Bessiere is about thirty kilometers east of Toulouse. It was an easy ride from the city along a bike path, and then, as an older fellow directed me, you take a right and keep going. My baggage had, however, taken on epic porportions, and I was glad for the short ride--I could barely keep the thing upright for the things I had collected. Cycle touring is not for packrats!
Bessieres is a fairly small village alongside the River Tarn. There are plenty of small villages in this area; Buzet-sur-Tarn is only three kilometers down-river, and St Sulpice-sur-Tarn, and the trainstation, less than ten. It felt like another planet, with a Super-U across the street from the farm, and a train station within short and easy cycling distance. After a month on Corsica and a month in the Var, a bit far from everything, this was delux.
When I found the farm, I was a bit hesitant. A grand brick chateau at the end of a straight gravel road, fixed at the end with a locked gate, I was having flashbacks of my arrival in Sacy-le-Petit. That was my share of aristocracy, and I didn't want any extra! Once I got in, though, I was much reassured. The family that I was living with lived in the little farm house to the side; the chateau--and it was--was her parents. They'd bought the place in ruin twenty years ago, and have been transforming it since. It's quite beautiful inside, and as grand within as without. (The pictures I took were crap, and as I'm returning in a few weeks, I'll get newer and better ones to post).
This is the view out my window, looking into the woodlot beside the house. There were some beautiful nights here, and the trees nearer to the house seemed to be full of restless birds at night. The room I was in was unheated, which was not a problem, really. It was great for sleeping--since I like it colder--but it
was difficult to get out of bed in the morning!
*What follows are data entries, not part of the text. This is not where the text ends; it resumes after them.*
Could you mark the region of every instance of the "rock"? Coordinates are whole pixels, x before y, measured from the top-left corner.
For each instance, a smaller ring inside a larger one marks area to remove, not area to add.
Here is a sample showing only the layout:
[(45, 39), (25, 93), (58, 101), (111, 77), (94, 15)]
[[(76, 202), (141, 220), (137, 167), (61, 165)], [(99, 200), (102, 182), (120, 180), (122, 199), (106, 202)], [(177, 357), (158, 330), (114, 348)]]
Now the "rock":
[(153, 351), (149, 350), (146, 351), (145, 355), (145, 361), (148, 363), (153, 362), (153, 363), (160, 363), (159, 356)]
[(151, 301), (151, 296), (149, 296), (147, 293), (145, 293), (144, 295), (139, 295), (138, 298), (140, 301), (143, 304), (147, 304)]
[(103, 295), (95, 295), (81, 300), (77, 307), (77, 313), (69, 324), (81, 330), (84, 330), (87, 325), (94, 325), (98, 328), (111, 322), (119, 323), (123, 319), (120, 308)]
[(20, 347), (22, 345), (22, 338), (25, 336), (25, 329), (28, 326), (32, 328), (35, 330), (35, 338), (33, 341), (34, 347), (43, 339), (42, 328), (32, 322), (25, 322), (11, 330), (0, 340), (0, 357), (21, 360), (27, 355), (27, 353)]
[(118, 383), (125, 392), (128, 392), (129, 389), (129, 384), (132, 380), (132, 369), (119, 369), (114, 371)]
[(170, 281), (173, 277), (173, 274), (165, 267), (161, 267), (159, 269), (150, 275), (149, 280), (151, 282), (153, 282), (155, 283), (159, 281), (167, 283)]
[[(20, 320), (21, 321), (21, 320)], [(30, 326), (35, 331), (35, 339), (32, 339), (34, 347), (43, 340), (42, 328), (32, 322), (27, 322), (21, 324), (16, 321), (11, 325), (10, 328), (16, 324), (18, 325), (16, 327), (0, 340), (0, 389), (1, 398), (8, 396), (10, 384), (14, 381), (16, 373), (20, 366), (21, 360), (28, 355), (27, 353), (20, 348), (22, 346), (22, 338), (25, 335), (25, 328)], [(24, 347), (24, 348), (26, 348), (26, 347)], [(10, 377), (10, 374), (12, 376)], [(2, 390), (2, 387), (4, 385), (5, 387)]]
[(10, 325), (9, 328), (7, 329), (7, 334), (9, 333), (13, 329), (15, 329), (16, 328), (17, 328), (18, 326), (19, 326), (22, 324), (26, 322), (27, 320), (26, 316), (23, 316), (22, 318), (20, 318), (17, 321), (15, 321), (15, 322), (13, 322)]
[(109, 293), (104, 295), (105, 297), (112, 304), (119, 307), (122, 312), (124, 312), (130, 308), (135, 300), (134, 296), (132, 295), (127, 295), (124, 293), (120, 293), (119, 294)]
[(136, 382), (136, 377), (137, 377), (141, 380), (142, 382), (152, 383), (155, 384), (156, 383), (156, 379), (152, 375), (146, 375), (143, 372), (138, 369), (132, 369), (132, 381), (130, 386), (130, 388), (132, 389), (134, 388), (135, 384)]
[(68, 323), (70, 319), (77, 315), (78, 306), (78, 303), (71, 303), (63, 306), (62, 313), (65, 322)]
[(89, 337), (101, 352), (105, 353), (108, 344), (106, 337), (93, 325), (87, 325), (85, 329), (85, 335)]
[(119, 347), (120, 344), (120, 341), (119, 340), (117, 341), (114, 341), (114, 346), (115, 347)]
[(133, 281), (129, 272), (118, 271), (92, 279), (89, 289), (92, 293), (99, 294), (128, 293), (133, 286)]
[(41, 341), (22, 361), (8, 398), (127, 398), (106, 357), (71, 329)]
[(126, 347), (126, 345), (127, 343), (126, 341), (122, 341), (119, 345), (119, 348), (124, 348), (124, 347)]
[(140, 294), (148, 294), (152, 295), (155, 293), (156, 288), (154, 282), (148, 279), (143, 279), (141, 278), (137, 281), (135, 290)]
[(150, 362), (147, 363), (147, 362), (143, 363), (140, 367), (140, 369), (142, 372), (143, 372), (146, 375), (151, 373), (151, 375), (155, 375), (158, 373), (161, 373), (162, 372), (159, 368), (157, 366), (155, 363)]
Berangere rents land a few kilometers from Besseres. Her father is renovating a space for WWOOFers, which will have a kitchen and whatnot, and we spent a couple of days filling up the trailor and taking the broken bits of wall to the field, where we smashed up the bigger bits to fill the potholes. What fun...
Me...doing something in the greenhouse. There are two greenhouses in the field where we worked most of the time. She was doing produce baskets when I was there, once every two weeks, so we got to harvest what winter crops there were--a lot of radishes, blete (which might be Swiss Chard--and tastey with a cream sauce!) spinach, manche, salad. Harvesting tends to be satisfying work.
The blete in question.
We also did a lot of transplanting--seedlings to pots, small plants into the field or the greenhouse. When it snowed and was cold for a week, we did plenty of seeding, an indoor job we did in her kitchen with lots of coffee.
There was also a smaller greenhouse at the house, where all the seedlings were growing. It was quite beautiful and almost tropical inside.
This is Andy and I and Tegan, his two-year-old daughter. He and his wife, Helen, were travelling in France and Spain with Tegan for two months. Here we are preparing flats of potting soil for planting seeds.
Helen and I preparing the soil for planting leeks in. We were mixing potting soil, vermiculite, and some sort of organic fertiliser that stunk of chicken shit. Tegan got in there near the end.
The future home of WWOOFers! Andy and I spent a cold afternoon smashing out some of the cement, taking out the watering system that used to be in there from when it was a stable. I've seen it since, and it's coming along rather nicely. I'm expecting to get to live in it when I return in June.